How much can you consolidate your debts?

If you are an owner, you can use the equity (or equity) of your property to consolidate your mortgage. The liquidity thus obtained could allow you to realize various projects like … a consolidation of your debts .

Did you know that, according to the Canadian Mortgage Professionals Association, last year alone, about 10% of Canadian homeowners consolidated their mortgages for an average of $ 49,000?

So, if consolidation your mortgage is an interesting avenue for you, the first step is to determine how much you can claim.

In Canada, the maximum you can access is 80% of the equity in your home.


Calculating the amount from your mortgage consolidation

The equity value of your property is the difference between its current market value and the outstanding balance on your mortgage.



Market value of your home: $ 250,000

The balance of your mortgage: $ 75,000

Maximum Loan / Value Ratio in Canada: 80%


The calculation of maximum mortgage consolidation :

Estimated market value x loan / value ratio

$ 250,000 x 80% = $ 200,000


The calculation of the amount you can dispose of on the net value of your property :

Limit of your consolidation – your mortgage balance

$ 200,000 – $ 75,000 = $ 125,000

Even if consolidation your mortgage gives you access to $ 125,000, if your total debt does not reach this amount, you do not have to add this amount to the balance of your current mortgage. You can borrow only a fraction of it.
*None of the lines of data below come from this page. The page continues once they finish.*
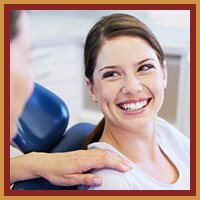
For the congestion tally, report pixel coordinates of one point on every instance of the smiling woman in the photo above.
(126, 74)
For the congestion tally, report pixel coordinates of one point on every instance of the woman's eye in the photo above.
(110, 74)
(145, 67)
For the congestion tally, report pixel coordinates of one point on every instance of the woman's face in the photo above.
(128, 82)
(21, 84)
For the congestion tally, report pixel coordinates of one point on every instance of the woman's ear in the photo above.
(164, 70)
(91, 91)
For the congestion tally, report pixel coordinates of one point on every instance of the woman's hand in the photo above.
(67, 169)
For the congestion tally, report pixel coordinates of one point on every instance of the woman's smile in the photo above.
(134, 107)
(129, 82)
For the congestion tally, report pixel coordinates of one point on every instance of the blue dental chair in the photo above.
(42, 128)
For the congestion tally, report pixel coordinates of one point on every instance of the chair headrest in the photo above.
(43, 121)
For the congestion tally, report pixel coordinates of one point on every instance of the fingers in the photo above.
(85, 179)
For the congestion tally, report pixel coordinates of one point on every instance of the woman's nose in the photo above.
(131, 86)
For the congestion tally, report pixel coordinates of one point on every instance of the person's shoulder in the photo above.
(111, 180)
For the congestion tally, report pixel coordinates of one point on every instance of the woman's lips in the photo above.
(134, 107)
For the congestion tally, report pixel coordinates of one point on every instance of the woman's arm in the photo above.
(66, 168)
(111, 180)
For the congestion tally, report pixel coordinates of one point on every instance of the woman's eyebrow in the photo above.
(146, 59)
(139, 63)
(107, 67)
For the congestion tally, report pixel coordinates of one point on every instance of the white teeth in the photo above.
(132, 106)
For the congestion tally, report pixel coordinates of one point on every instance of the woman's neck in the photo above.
(135, 145)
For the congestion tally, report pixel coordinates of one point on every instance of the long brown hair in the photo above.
(14, 16)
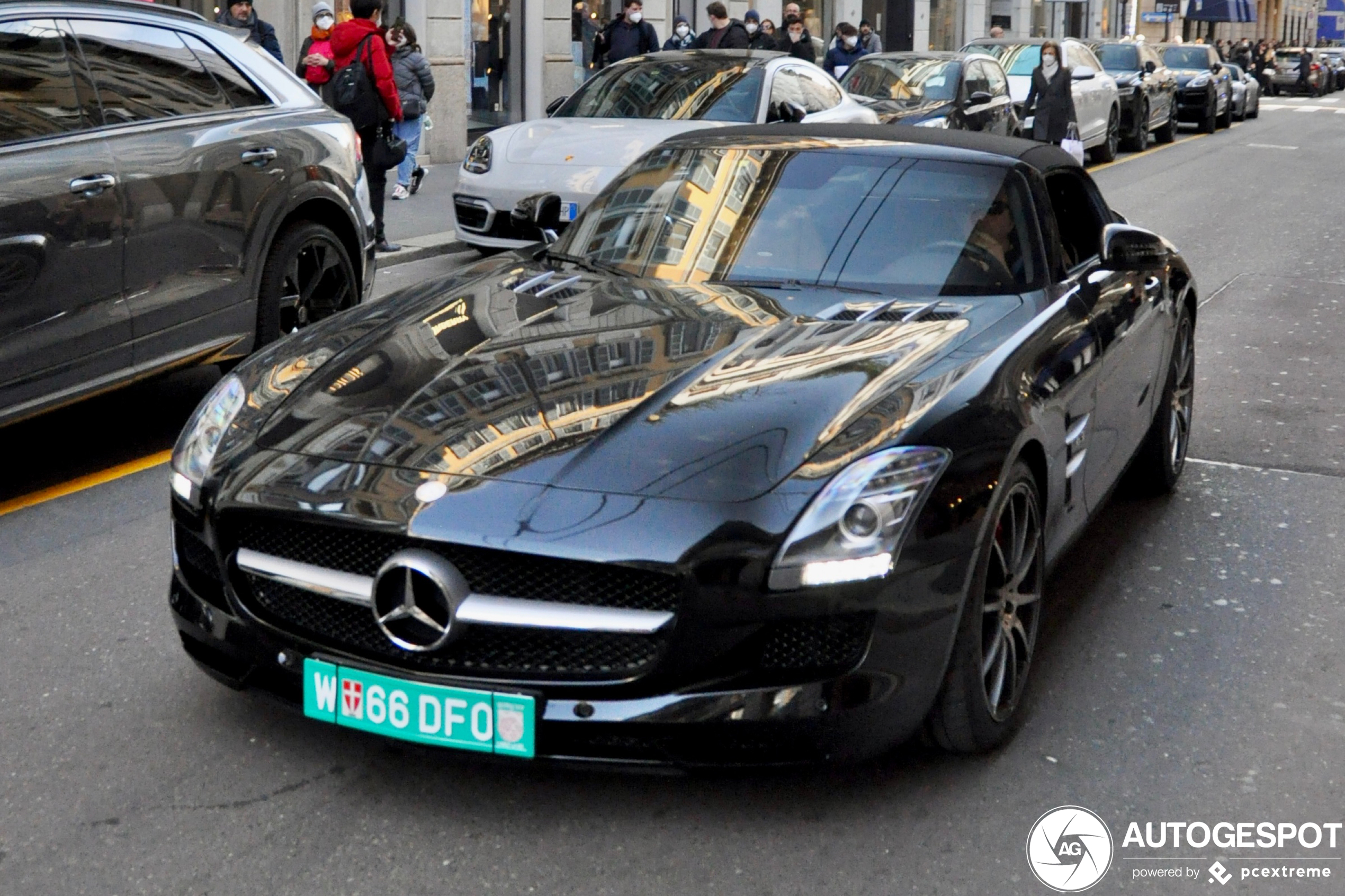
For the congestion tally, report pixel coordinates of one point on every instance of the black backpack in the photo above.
(354, 95)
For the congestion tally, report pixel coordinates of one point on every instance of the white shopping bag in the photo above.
(1072, 145)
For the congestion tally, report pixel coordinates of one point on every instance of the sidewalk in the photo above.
(423, 223)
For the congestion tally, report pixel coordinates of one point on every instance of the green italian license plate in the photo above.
(423, 713)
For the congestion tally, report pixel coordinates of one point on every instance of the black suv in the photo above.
(168, 195)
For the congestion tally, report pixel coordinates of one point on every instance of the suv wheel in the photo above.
(308, 276)
(1106, 151)
(981, 693)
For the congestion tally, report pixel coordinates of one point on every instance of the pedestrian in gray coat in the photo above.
(415, 89)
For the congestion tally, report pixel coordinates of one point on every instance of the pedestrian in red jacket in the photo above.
(346, 38)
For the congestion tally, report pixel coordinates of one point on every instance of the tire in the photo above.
(992, 657)
(1106, 151)
(1169, 131)
(1162, 456)
(307, 276)
(1138, 142)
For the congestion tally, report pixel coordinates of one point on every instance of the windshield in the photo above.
(681, 89)
(844, 217)
(1187, 57)
(1016, 58)
(1115, 57)
(904, 78)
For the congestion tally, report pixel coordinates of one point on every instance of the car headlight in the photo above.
(200, 442)
(855, 526)
(479, 156)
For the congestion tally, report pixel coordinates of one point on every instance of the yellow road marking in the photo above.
(84, 482)
(1153, 150)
When to consolidate your mortgage to pay your debts? Mortgage penalty

You can manage your debt from the equity of your property at any time . However to access this capital, various fees will be applied. For example, you will have to pay penalties if you terminate your mortgage early, before the end of your term (usually 5 years).

It is important to use a mortgage broker to assess whether mortgage consolidation to pay off your personal debts is good for you, especially if your loan has not expired.
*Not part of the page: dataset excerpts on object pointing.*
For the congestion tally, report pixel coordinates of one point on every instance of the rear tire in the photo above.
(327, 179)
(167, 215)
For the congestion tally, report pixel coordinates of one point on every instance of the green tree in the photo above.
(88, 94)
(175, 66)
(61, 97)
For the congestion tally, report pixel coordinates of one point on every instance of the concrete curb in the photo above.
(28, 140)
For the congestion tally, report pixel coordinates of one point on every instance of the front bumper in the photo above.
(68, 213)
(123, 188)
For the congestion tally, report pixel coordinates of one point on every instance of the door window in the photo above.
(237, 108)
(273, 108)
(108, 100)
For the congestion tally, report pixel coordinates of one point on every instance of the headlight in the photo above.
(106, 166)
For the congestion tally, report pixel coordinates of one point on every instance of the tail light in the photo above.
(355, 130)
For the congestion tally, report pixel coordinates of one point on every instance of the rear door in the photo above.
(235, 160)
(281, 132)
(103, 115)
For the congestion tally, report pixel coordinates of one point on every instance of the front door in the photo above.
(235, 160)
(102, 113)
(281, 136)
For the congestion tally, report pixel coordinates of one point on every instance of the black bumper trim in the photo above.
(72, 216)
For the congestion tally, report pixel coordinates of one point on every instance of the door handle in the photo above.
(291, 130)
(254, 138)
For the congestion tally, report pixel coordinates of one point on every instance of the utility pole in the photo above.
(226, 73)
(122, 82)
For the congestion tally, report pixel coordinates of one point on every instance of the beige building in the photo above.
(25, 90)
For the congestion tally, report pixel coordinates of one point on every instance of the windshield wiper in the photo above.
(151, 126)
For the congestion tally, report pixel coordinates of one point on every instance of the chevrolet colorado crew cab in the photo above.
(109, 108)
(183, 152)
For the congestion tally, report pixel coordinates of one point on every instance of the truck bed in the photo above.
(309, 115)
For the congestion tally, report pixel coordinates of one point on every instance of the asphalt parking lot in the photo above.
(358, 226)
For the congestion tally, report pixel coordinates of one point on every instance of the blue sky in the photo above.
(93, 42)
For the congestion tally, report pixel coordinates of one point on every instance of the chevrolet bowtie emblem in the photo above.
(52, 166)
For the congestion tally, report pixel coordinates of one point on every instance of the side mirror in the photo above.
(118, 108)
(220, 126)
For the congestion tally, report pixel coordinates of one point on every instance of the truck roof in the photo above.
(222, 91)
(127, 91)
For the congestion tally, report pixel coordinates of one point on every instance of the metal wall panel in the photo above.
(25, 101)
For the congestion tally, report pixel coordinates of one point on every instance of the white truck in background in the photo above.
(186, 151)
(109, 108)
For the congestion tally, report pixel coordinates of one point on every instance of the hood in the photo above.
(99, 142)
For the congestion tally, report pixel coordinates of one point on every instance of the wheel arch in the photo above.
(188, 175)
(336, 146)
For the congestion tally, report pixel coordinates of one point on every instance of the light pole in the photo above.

A certified and seasoned professional will help you make an informed choice by calculating the costs of your mortgage consolidate . It will take into account, among others, the:

  • Assessment fees of your house to know the market value
  • Mortgage penalty fee if your term is not completed
  • Fees for opening and studying your file
  • Legal fees (notary) if the amount of consolidation is higher than that of your original loan
  • etc.

On the other hand, by negotiating for you an interest rate lower than your current rate (fixed or variable, as desired), your mortgage broker could save you interest on your new loan, which would be a plus.

In addition, you could extend the amortization period of your new loan to reduce the amount of monthly payments.